Bekannt ist: Im aktuellen Sanierungskonzept ist vorgesehen, dass etwa 20 Millionen Franken – eingeschossen per Aktienkapitalerhöhung der Gemeinden – für die Fertigstellung der Gebäudehülle inklusive haustechnischer Basisausstattung benötigt werden.
Das wurde entschieden
Nach stundenlanger Debatte und emotionalen Voten folgten letztlich mehrere Abstimmungen.
Pro Status quo
Der Gläubiger von Clearway Capital hatte beantragt, die beiden Sachwalter durch den Zuger Rechtsanwalt Michael Endres zu ersetzen. Das Vorhaben blieb chancenlos. Mit 319 zu 164 Stimmen und 20 Enthaltungen, die als Nein-Stimmen zählten, sprachen sich die Gläubiger klar für die bisherigen Sachwalter aus.
Es blieb allerdings nicht der einzige Antrag, der auf Brigitte Umbach-Spahn und Stephan Kesselbach abzielte. Vor der Abstimmung verlangte ein Anleihegläubiger mit offenen Forderungen von 20’000 Franken ihren freiwilligen Rücktritt. Diese lehnten ab.
Nachdem sich die Versammlung für Umbach-Spahn und Kesselbach ausgesprochen hatte, stellte die Gruppe um Clearway Capital einen weiteren Antrag. Der Zuger Rechtsanwalt sollte nun nicht als Ersatz, sondern als Ergänzung gewählt werden. Die stimmberechtigten Gläubiger wiesen dies mit 321 zu 135 Stimmen und bei 39 Enthaltungen ebenfalls deutlich ab.
Neu eingesetzter Gläubigerausschuss
Einig waren sie sich bei der Frage, ob sie einen Gläubigerausschuss ins Leben rufen möchten. Dieser beaufsichtigt die Sachwalter und kann Empfehlungen aussprechen. Im Gegenzug informieren die Sachwalter regelmässig über den aktuellen Stand des Sanierungskonzepts.
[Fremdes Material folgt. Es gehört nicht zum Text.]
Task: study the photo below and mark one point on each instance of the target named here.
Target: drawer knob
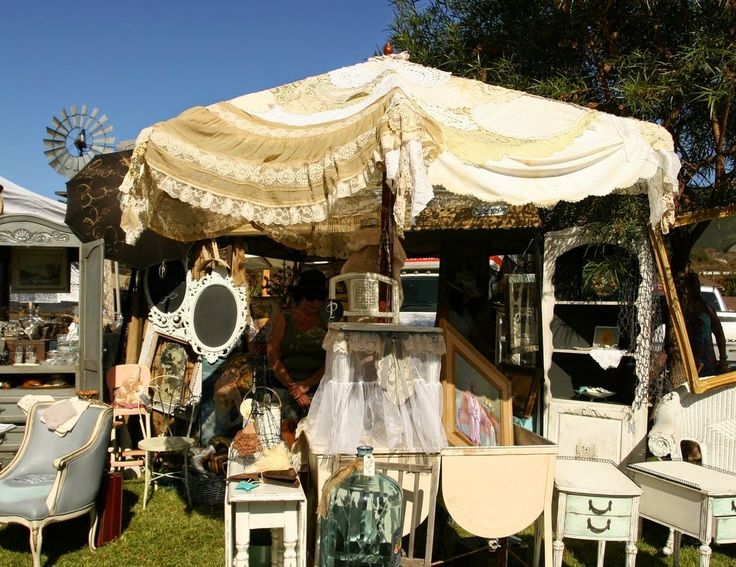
(595, 530)
(599, 511)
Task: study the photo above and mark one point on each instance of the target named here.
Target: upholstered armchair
(54, 478)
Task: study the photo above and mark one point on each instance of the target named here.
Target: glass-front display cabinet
(50, 317)
(596, 327)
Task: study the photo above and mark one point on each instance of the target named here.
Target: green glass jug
(363, 522)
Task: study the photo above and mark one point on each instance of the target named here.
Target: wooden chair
(419, 482)
(126, 384)
(173, 398)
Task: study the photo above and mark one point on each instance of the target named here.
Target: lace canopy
(308, 157)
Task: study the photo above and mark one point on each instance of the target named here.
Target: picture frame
(698, 384)
(171, 361)
(605, 336)
(477, 396)
(39, 270)
(525, 384)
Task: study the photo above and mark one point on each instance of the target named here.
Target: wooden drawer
(598, 505)
(591, 526)
(724, 506)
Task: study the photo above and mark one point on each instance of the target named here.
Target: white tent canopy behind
(20, 201)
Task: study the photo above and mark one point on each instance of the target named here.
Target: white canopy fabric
(20, 201)
(312, 153)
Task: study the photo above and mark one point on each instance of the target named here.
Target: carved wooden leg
(558, 548)
(631, 550)
(601, 552)
(277, 547)
(93, 518)
(36, 541)
(669, 546)
(291, 534)
(242, 537)
(704, 552)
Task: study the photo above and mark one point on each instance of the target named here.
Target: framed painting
(699, 380)
(174, 367)
(36, 270)
(525, 384)
(477, 396)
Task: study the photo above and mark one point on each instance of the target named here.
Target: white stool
(282, 509)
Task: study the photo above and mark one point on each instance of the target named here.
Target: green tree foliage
(672, 62)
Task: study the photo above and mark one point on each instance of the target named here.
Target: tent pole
(386, 243)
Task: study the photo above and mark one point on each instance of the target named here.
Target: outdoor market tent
(18, 200)
(311, 154)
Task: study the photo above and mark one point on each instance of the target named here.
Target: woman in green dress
(295, 351)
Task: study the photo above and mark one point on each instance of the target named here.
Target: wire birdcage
(265, 411)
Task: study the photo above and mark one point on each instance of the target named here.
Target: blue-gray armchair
(54, 478)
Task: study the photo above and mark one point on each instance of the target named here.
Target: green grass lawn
(166, 534)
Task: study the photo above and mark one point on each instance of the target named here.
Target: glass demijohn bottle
(363, 523)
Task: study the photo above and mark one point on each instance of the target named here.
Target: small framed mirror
(707, 364)
(217, 314)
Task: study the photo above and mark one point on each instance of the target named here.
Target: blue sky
(141, 62)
Das Gremium setzt sich für die Interessen der Gläubiger ein, weshalb die gewählten Vertreterinnen und Vertreter die verschiedenen Gläubigergruppen angemessen repräsentieren sollten. Im Fall des GZO sind dies Anleihe- und Finanzgläubiger, Mitarbeitende, Lieferanten und Zuweiser. Zur Debatte stand, ob das Gremium aus fünf oder sieben Personen zusammengesetzt sein soll. Die Gläubiger sprachen sich für die kleinere Variante aus.
Zur Wahl stellten sich sieben Personen, vier von Clearway Capital vorgeschlagen. Zwei Kandidaten wurden vom Investmentfonds aber zurückgezogen. Das Gremium setzt sich nun wie folgt zusammen: Maurice Faesch (Finanzgläubiger), Markus Eberle (Anleihegläubiger), Marc Meili (Anleihegläubiger), Markus Karzig (Hausarzt/Zuweiser) und Alexandra Kochanowski (Mitarbeitende).